Autres

Le changement climatique a aussi un impact sur la santé

Publié le 22 Juillet 2016
A+ A-
Le plant d'ambroisie et l'éco-piège ont suscité de nombreuses réactions © GRAINE Aquitaine

Si les scénarios du changement climatique sont aujourd’hui bien connus et même prédictibles sur plusieurs années, ils ont aussi de nombreuses répercussions sur la santé humaine, parfois de manière détournée. Changement climatique : un zoom sur la santé environnementale était le sujet de la nouvelle conférence-débat dans le cadre des Matinées du jeudi, organisées par GRAINE Aquitaine et la DREAL Aquitaine Limousin Poitou-Charentes.

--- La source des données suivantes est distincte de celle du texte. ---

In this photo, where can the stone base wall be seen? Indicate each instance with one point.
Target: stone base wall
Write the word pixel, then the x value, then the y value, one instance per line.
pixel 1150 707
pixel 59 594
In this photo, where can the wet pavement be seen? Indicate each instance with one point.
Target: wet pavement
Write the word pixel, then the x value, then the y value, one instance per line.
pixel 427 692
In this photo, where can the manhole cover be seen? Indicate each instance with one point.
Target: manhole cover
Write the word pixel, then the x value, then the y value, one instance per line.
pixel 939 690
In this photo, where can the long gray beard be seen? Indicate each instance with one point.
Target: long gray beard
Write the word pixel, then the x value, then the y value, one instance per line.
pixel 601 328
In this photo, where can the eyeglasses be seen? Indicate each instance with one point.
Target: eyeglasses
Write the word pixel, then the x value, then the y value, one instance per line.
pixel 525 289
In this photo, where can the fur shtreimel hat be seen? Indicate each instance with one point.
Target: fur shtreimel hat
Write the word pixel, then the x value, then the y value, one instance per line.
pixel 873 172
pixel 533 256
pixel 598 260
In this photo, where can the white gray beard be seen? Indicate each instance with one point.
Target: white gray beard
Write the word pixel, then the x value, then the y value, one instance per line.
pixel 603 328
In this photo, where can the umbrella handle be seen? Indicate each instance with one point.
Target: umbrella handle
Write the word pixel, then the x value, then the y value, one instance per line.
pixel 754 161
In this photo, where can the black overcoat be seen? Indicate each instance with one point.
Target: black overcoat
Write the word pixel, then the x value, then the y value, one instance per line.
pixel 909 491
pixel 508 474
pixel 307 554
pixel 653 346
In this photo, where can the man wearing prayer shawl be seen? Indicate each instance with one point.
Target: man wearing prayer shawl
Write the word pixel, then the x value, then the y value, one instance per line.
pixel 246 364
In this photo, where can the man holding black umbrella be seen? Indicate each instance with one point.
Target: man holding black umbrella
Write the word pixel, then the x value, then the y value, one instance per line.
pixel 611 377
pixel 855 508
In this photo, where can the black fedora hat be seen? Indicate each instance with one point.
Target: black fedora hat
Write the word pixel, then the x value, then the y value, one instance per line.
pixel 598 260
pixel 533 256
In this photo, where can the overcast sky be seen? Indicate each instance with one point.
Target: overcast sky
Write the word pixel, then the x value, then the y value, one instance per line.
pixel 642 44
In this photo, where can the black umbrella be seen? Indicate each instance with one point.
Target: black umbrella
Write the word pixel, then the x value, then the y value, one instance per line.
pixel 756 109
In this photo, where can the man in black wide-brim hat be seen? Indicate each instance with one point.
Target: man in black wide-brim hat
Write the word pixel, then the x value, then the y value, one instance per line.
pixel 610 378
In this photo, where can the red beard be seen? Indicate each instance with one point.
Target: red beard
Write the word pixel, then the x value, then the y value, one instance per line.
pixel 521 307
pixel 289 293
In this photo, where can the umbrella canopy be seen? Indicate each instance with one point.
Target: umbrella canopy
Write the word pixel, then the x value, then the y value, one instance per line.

Pour animer cette Matinée du jeudi, destinée à un public large, trois intervenants étaient invités pour présenter les différents effets sur la santé et des solutions pour lutter et s’adapter au changement climatique. Sabine Hautreux, de l’Agence Régionale de Santé Aquitaine Limousin Poitou-Charentes, a commencé par dresser un panorama des impacts du changement climatique, tout en abordant leurs effets sanitaires.  « Des températures qui augmentent, cela signifie l’augmentation de concentration de polluants comme l’ozone, l’augmentation de la pression pollinique, l’augmentation de risques de transmission de maladies dus à des modifications de cycles, l’augmentation de la durée d’ensoleillement estival… Tous ces changements altèrent la qualité de l’air, de l’eau et peuvent avoir des effets sur un large spectre de pathologies respiratoires, allergiques, cardiovasculaires, cutanées, ou encore cancéreuses, selon les vulnérabilités individuelles. » Et de rappeler que « lors de l’épisode caniculaire de 2003, 15 000 décès supplémentaires ont été enregistrés en France.  Mais en en 2008, lors d’une nouvelle vague de chaleur, la mise en place du plan de prévention a prouvé son efficacité. »

Agir de manière préventive, c’est donc possible. Delphine Maurice, de la Direction Régionale de l’Environnement, de l’Aménagement et du Logement Aquitaine Limousin Poitou-Charentes (voir DREAL Nouvelle-Aquitaine), a rappelé le cadre du Plan National Santé Environnement 3, qui a identifié des enjeux relatifs notamment « aux pathologies en lien avec l’environnement », à la « connaissance des expositions » et à la « recherche en santé environnement ». « Les déclinaisons régionales du PRSE3 devraient être adoptées en septembre 2017 : deux dates (22 septembre à Bordeaux et 27 septembre 2016 à Poitiers) permettront de réfléchir à des pistes d’actions, avec les partenaires du territoire ».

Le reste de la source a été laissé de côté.